I have Lightjams sending the Hue and Intensity to ELM, which means the colours are sycned to the rest of our lights.

I have the sticks off in between songs, a solid colour during the 1st part of songs, and then a moving effect during choruses etc.

At the end of last night's gig I still had 3 of 5 bars left on each Makita battery. Gig was 2 x 1 hour sets. I was only using 1 battery per stick, even though I've added mountings for 2 batteries on each stick. The current drawn is no where near max, and the regulator and stick does not even get slightly warm. This is probbably becuase I don't use white very much.

They are fully wireless - the 5GHz access point on each stick connects to the WiFi point in my 4U rack, and I can use wired if I need to. Total bandwidth used is 4Mb/s.
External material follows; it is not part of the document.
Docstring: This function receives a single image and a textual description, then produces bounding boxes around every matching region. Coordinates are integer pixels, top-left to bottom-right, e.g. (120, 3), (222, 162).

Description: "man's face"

Each stick takes about 1Mb/s and has 654 pixels and takes 4 universes of Artnet.

I'm still not decided on the attachment mechanism for the stick to the base - I have 2 that use toggle clamps and angle brackets, and 2 that use another bit of aluminium box section as a "shoe". Need to think about it a bit more.

I have not yet managed to get the stick to "drop into" the base and align with the connector. The connector is on a flylead from the base at the moment. I need to finalise the attachment mechanism 1st.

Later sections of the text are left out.